Veterans UK is both judge and jury of complaints against it and effectively marks its own homework, with the resultant lack of visibility and accountability that this often entail. Whilst huge progress continues to be made in adequately compensating veterans, it remains the view of the APPG that this process may require wider reform.

The purpose of the Veterans Survey is not, of course, to situate the estimate, as young officers are warned not to do, but to generate the evidence needed for further scrutiny.

What should be the full role of Veterans UK? Does it need further assistance with its digital conversion programme, noting that one blind veteran who recently contacted the APPG was asked by a caseworker to “just fill out a form”? Is there need for a formal structural review, or even a dedicated Delivery Board to ensure greater efficiency? How do we know if Veterans UK is governed appropriately or whether our veterans are given the best deal?

How do we overcome the rectitude that some veterans do sadly report when dealing with individual desks, and in the case of our Christmas Island veterans, how do these claimants receive the correct advice when their medical records are still classified?

This list of questions is by no means exhaustive, but it does give an idea of the scale of the challenge.

Lastly, a ready solution may already exist for providing the necessary oversight, if that is deemed to be necessary.

Whilst service charities such as SSAFA, COBBSEO, RBL and Help for Heroes, along with the new veterans commissioners, all play their full part in supporting our veterans, the more formalised body of the Veterans Advisory and Pensions Committees (or VAPCs) could offer a statutory solution.

Later this year, Robin Millar MP will bring forward the Veterans Advisory and Pension Committees Bill for its Second Reading. This will release members from some of their current legal constraints and enable them to be more adaptive and innovative in working in direct support of veterans.
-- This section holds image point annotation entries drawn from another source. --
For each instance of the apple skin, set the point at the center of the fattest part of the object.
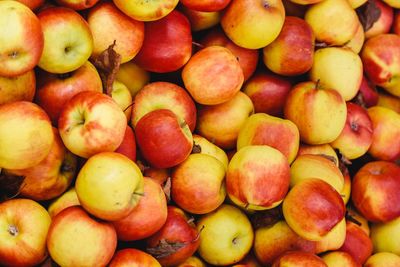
(381, 59)
(71, 235)
(387, 259)
(21, 47)
(255, 28)
(374, 188)
(384, 22)
(108, 24)
(178, 228)
(198, 184)
(263, 129)
(142, 221)
(233, 230)
(248, 58)
(258, 177)
(222, 123)
(323, 17)
(54, 91)
(159, 95)
(26, 135)
(18, 88)
(292, 52)
(268, 92)
(25, 225)
(319, 114)
(52, 176)
(338, 68)
(134, 258)
(310, 221)
(385, 127)
(213, 75)
(91, 122)
(97, 183)
(146, 11)
(356, 136)
(164, 139)
(339, 259)
(272, 241)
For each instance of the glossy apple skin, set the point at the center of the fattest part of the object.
(167, 44)
(213, 75)
(310, 221)
(157, 95)
(133, 257)
(25, 225)
(54, 91)
(177, 228)
(374, 191)
(292, 52)
(71, 233)
(21, 47)
(248, 58)
(142, 221)
(163, 139)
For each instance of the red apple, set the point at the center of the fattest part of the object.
(167, 44)
(22, 46)
(164, 139)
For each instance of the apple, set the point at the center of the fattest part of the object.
(106, 193)
(227, 235)
(54, 90)
(273, 240)
(255, 28)
(108, 24)
(258, 177)
(133, 257)
(72, 235)
(319, 114)
(52, 176)
(26, 135)
(308, 219)
(164, 95)
(298, 259)
(356, 136)
(68, 41)
(292, 52)
(18, 88)
(268, 92)
(334, 22)
(163, 138)
(146, 11)
(143, 221)
(385, 127)
(91, 122)
(380, 68)
(338, 68)
(263, 129)
(133, 76)
(385, 236)
(180, 233)
(198, 184)
(66, 200)
(383, 259)
(248, 58)
(339, 259)
(212, 75)
(357, 243)
(222, 123)
(25, 225)
(384, 22)
(316, 166)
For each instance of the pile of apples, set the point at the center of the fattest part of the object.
(200, 133)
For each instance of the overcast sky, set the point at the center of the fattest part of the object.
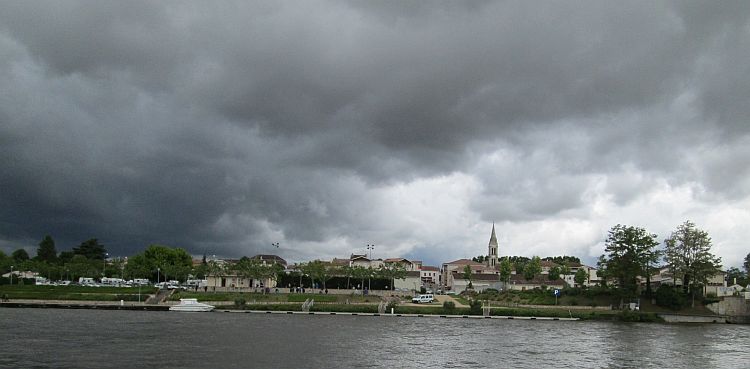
(224, 127)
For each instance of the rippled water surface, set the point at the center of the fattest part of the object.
(129, 339)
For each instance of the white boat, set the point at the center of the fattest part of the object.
(191, 305)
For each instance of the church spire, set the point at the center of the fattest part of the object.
(492, 248)
(493, 238)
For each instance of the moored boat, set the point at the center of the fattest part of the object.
(191, 305)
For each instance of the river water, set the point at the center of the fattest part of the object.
(59, 338)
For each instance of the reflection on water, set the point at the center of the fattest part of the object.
(117, 339)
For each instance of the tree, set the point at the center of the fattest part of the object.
(20, 255)
(628, 249)
(159, 261)
(519, 263)
(361, 273)
(91, 249)
(215, 269)
(506, 269)
(735, 275)
(581, 277)
(532, 268)
(554, 273)
(248, 268)
(564, 268)
(80, 266)
(137, 267)
(46, 251)
(348, 272)
(393, 272)
(563, 259)
(317, 270)
(689, 254)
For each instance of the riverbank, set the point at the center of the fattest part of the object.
(356, 309)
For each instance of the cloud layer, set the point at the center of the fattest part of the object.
(325, 126)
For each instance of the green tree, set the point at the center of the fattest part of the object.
(215, 269)
(564, 268)
(689, 254)
(20, 255)
(628, 250)
(159, 261)
(80, 266)
(506, 270)
(317, 270)
(46, 251)
(563, 259)
(392, 272)
(348, 272)
(581, 277)
(137, 267)
(91, 249)
(554, 273)
(362, 273)
(735, 274)
(532, 268)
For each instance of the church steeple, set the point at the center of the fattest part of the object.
(492, 260)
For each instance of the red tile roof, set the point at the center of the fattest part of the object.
(465, 262)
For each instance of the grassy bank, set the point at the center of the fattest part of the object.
(75, 293)
(251, 297)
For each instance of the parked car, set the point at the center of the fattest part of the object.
(426, 298)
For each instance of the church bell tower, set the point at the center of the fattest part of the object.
(492, 259)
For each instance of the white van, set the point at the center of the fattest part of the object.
(426, 298)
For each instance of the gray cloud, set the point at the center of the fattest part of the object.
(228, 126)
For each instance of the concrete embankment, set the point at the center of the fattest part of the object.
(736, 309)
(683, 318)
(44, 304)
(394, 315)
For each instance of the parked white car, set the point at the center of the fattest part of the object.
(426, 298)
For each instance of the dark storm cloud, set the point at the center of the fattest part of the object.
(228, 126)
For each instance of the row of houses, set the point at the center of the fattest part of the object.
(451, 276)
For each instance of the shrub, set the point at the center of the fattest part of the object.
(475, 307)
(449, 307)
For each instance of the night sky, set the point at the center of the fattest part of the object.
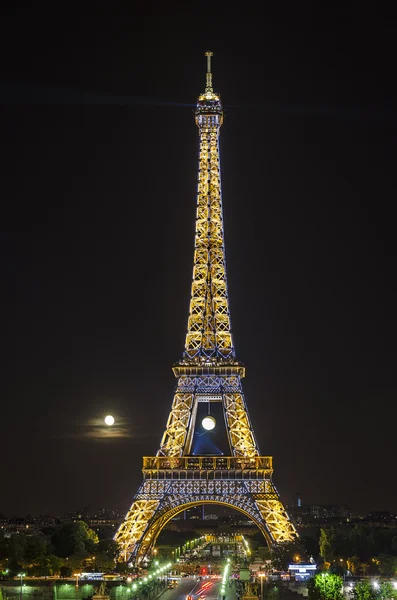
(99, 163)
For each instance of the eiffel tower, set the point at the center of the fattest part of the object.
(209, 377)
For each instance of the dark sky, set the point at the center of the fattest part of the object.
(99, 160)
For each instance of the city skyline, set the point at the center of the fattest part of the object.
(98, 240)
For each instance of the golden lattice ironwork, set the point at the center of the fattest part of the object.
(174, 480)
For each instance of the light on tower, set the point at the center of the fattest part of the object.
(208, 423)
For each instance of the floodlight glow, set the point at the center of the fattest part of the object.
(208, 422)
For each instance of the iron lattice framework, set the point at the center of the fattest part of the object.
(208, 372)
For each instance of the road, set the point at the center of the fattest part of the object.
(206, 589)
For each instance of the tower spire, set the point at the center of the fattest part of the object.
(209, 334)
(208, 86)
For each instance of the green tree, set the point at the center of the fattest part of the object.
(74, 538)
(387, 565)
(283, 554)
(35, 547)
(387, 591)
(47, 565)
(327, 550)
(108, 547)
(103, 562)
(325, 586)
(76, 561)
(66, 571)
(363, 590)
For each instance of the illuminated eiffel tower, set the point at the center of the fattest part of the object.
(209, 378)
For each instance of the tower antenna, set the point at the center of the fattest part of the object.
(208, 87)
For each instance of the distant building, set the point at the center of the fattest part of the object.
(302, 571)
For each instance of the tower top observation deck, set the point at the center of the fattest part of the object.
(209, 103)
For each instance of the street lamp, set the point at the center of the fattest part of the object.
(21, 575)
(324, 576)
(262, 575)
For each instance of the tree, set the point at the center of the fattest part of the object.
(108, 547)
(325, 545)
(363, 590)
(325, 587)
(66, 571)
(282, 555)
(35, 547)
(387, 565)
(103, 562)
(47, 565)
(74, 538)
(387, 591)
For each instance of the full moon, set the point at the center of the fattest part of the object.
(109, 420)
(208, 423)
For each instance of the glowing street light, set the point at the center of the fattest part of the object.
(21, 575)
(208, 423)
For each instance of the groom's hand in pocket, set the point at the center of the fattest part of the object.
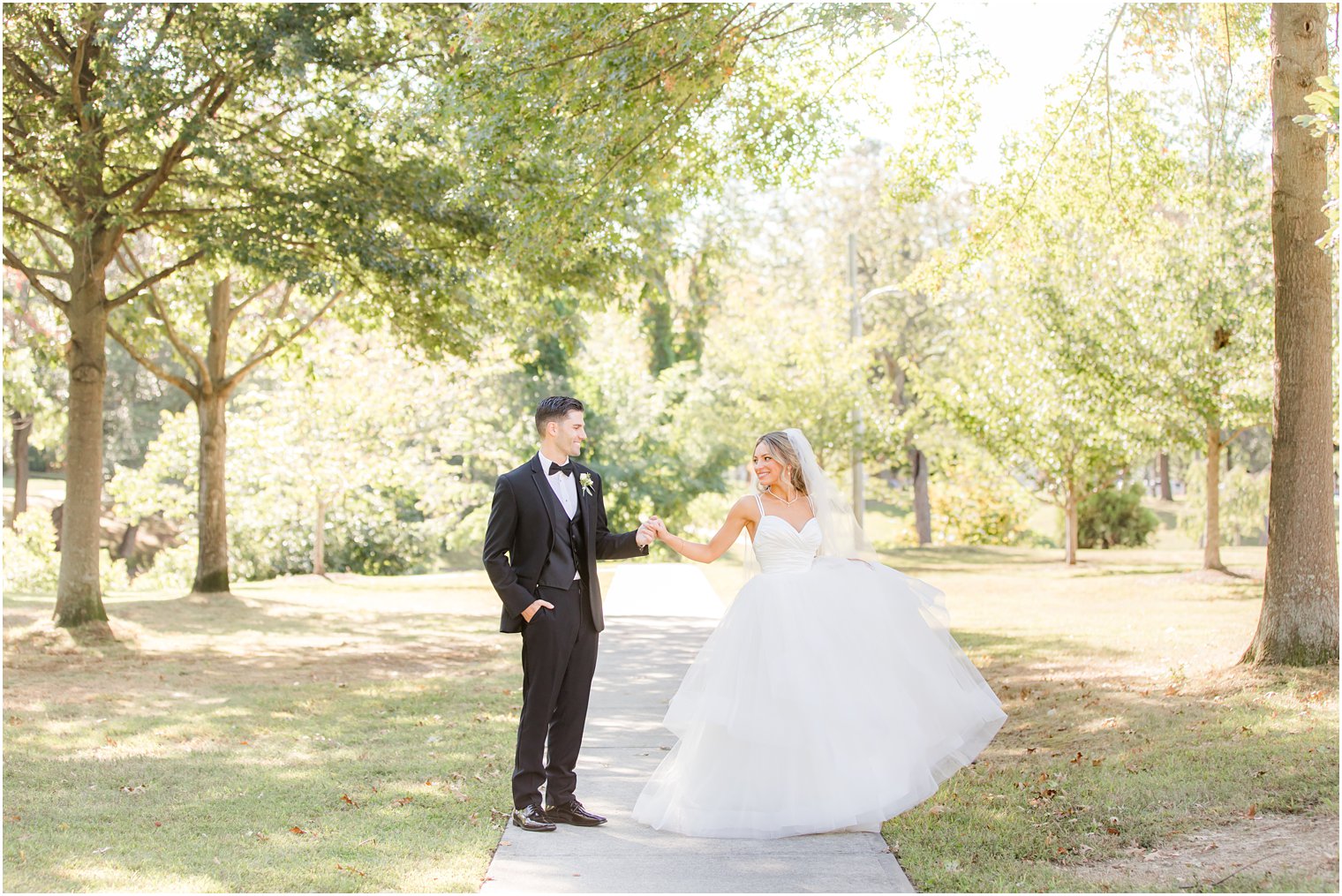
(536, 608)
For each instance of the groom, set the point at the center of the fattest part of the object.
(545, 534)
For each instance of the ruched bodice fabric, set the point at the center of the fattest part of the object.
(782, 549)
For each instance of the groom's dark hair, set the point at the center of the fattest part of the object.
(554, 408)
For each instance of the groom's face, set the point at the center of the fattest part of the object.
(570, 435)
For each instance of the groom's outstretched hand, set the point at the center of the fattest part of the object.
(645, 534)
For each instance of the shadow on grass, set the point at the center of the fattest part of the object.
(257, 745)
(1098, 764)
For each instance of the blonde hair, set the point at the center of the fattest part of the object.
(781, 448)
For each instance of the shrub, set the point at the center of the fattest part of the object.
(1115, 518)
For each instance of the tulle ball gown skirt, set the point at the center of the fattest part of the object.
(827, 699)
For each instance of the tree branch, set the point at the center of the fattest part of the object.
(283, 343)
(221, 89)
(185, 385)
(15, 262)
(187, 353)
(234, 312)
(41, 226)
(23, 72)
(147, 282)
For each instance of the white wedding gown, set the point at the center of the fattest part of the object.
(831, 696)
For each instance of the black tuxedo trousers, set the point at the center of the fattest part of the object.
(559, 658)
(532, 550)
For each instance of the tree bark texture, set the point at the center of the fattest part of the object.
(1212, 541)
(1073, 524)
(320, 539)
(212, 508)
(211, 410)
(1300, 620)
(22, 425)
(923, 502)
(78, 594)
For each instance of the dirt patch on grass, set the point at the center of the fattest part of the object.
(1236, 856)
(218, 642)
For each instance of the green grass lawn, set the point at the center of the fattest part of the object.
(1137, 754)
(356, 735)
(306, 735)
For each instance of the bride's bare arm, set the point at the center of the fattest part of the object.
(740, 514)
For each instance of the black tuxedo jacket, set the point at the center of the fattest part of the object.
(521, 530)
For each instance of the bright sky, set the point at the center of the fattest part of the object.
(1039, 44)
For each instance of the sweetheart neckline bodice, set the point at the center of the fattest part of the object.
(787, 523)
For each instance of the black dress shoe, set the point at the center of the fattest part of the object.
(532, 818)
(573, 813)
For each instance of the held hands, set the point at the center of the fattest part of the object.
(536, 608)
(645, 534)
(651, 530)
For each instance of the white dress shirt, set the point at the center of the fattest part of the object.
(565, 487)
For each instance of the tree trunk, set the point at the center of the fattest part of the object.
(22, 424)
(1300, 620)
(923, 503)
(211, 408)
(1212, 542)
(320, 539)
(1071, 534)
(212, 505)
(78, 594)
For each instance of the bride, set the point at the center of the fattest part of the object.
(831, 695)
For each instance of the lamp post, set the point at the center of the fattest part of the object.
(854, 335)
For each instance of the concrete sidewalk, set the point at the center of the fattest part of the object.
(642, 661)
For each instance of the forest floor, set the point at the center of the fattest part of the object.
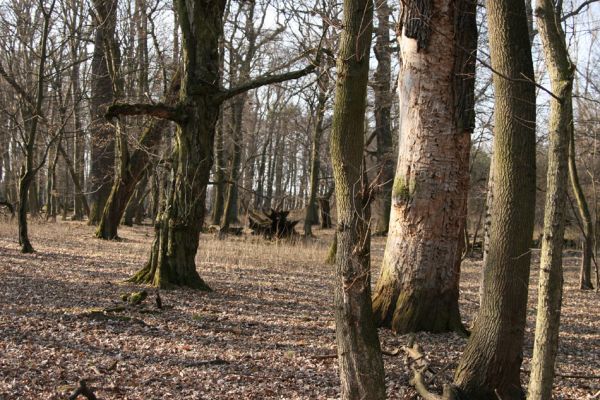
(266, 331)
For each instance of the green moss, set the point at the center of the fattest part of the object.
(401, 190)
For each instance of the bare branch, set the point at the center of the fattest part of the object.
(158, 110)
(578, 9)
(266, 80)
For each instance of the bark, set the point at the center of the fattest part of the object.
(75, 178)
(383, 122)
(230, 208)
(560, 127)
(135, 206)
(491, 362)
(102, 132)
(418, 287)
(311, 208)
(179, 223)
(131, 170)
(178, 226)
(219, 188)
(34, 112)
(51, 195)
(360, 363)
(230, 211)
(585, 272)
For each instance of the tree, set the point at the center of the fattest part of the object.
(418, 286)
(311, 216)
(132, 167)
(490, 364)
(360, 363)
(32, 114)
(585, 274)
(560, 127)
(102, 132)
(383, 122)
(178, 226)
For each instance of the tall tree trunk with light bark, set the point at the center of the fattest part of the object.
(418, 286)
(585, 272)
(560, 70)
(360, 364)
(490, 366)
(383, 121)
(102, 166)
(311, 216)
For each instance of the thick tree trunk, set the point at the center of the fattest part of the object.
(418, 286)
(560, 127)
(491, 362)
(131, 170)
(383, 120)
(102, 155)
(178, 226)
(359, 355)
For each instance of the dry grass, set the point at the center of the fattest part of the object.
(256, 336)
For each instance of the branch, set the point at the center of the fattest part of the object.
(578, 9)
(15, 85)
(158, 110)
(266, 80)
(83, 390)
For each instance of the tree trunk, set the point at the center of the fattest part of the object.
(383, 122)
(132, 169)
(136, 201)
(311, 208)
(102, 132)
(33, 111)
(418, 286)
(560, 127)
(230, 209)
(491, 362)
(178, 226)
(585, 274)
(359, 355)
(75, 178)
(219, 187)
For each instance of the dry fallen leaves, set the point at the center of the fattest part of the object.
(265, 332)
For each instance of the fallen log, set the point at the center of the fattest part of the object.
(272, 225)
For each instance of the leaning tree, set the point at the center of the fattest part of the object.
(178, 226)
(418, 286)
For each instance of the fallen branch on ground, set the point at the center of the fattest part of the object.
(83, 390)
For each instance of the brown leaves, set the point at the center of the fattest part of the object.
(266, 331)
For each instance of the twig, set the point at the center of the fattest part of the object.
(83, 390)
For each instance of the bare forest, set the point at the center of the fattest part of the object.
(300, 199)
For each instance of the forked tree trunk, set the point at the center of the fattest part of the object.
(560, 70)
(132, 168)
(418, 286)
(359, 354)
(490, 366)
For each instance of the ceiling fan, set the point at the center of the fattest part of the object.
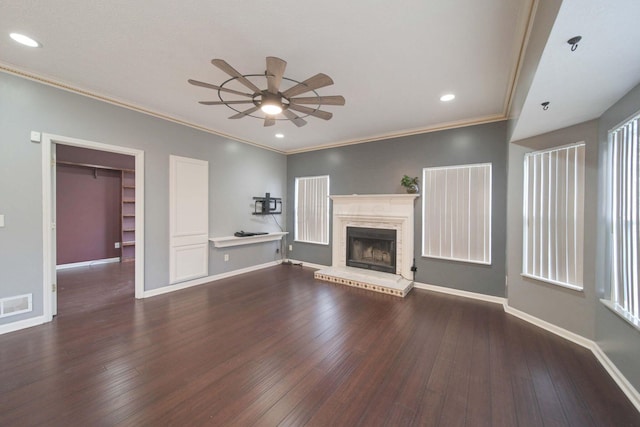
(270, 101)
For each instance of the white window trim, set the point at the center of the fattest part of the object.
(610, 301)
(489, 213)
(295, 215)
(566, 285)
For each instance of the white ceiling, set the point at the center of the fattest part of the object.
(390, 60)
(583, 84)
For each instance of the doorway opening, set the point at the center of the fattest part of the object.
(131, 231)
(95, 228)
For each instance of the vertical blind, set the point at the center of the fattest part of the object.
(625, 215)
(456, 209)
(312, 209)
(553, 215)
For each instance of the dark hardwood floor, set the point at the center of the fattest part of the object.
(275, 347)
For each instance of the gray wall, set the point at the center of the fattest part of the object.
(569, 309)
(619, 340)
(237, 173)
(376, 168)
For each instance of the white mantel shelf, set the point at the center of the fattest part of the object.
(374, 196)
(227, 241)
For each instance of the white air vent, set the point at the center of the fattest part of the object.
(11, 306)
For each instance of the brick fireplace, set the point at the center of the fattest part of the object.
(386, 212)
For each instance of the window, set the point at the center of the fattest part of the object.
(553, 214)
(625, 215)
(456, 210)
(312, 210)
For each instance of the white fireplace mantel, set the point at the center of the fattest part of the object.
(390, 211)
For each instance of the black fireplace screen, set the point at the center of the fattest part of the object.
(371, 248)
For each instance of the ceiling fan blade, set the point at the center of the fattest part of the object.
(245, 113)
(319, 100)
(224, 66)
(298, 121)
(224, 102)
(222, 89)
(325, 115)
(275, 71)
(312, 83)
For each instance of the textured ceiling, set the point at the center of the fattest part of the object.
(391, 60)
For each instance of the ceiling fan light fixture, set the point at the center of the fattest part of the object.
(271, 109)
(271, 104)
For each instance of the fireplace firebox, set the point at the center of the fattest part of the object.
(371, 248)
VAPCs are a significantly untapped resource, and reforming their relationship with the Office of Veterans Affairs (OVA) might allow them to be much more effective. They could be given the formal task of holding Veterans UK to account by providing an ombudsman-like or other assurance entity.

Equally, they could be given formal oversight of decisions that become subject to challenge or independent adjudication. There is even some logic that the VAPCs could be formally subsumed by the Office of Veterans Affairs (OVA) to provide additional structural rigour.

Either way, there is no question that we must continue to ensure that the UK is the best place in the world to have served in the Armed Forces. I commend the Government for its ground-breaking work to date.

Whilst there is no guarantee that our survey will hit all the buttons, it may yet provide the necessary evidence for a further MoD review, and help deliver the first-class support services our veterans deserve.